A foreclosure stays on a consumer’s credit record for seven years and can send a credit score (based on a scale of 300 to 850) plunging by as much as 160 points

Brent White, an associate law professor at the University of Arizona, points to actions by banks themselves to avoid staying in bad business deals as an example of why homeowners should make a decision “unclouded by unnecessary guilt or shame.”

Recently, financial services firm Morgan Stanley announced that it is turning five San Francisco office buildings back over to its lender two years after it purchased them when the market was at its priciest. The buildings are estimated to be worth about half of what Morgan Stanley paid.

“This isn’t a default or foreclosure situation,” spokeswoman Alyson Barnes told Bloomberg News. “We are going to give them the properties to get out of the loan obligation.”

Morgan Stanley is apparently current on the loan, so this is what is known as a “strategic default.”

Some might ask: If strategic defaults are OK for banks, why aren’t they OK for ordinary homeowners?

Full Article

Coming Soon: More Foreclosures (from Associated Press)
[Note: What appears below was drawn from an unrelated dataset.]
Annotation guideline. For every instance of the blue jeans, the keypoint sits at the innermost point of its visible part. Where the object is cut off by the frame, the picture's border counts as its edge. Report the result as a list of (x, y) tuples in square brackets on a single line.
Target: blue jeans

More than 1.7 million homeowners were verging on foreclosure this fall, making it likely that these houses will soon end up on the market one way or the other, driving down overall housing values.

The number, up from 1.1 million a year earlier, is likely to keep rising through the middle of next year or later.

 “We’re going to be dealing with high levels of distressed (sales) in the marketplace for at least a couple of years,” says Mark Fleming, chief economist of researcher First American CoreLogic.
Already, the foreclosure backlog is equal to nearly half the 3.8 million unsold new and existing homes currently on the market, First American said.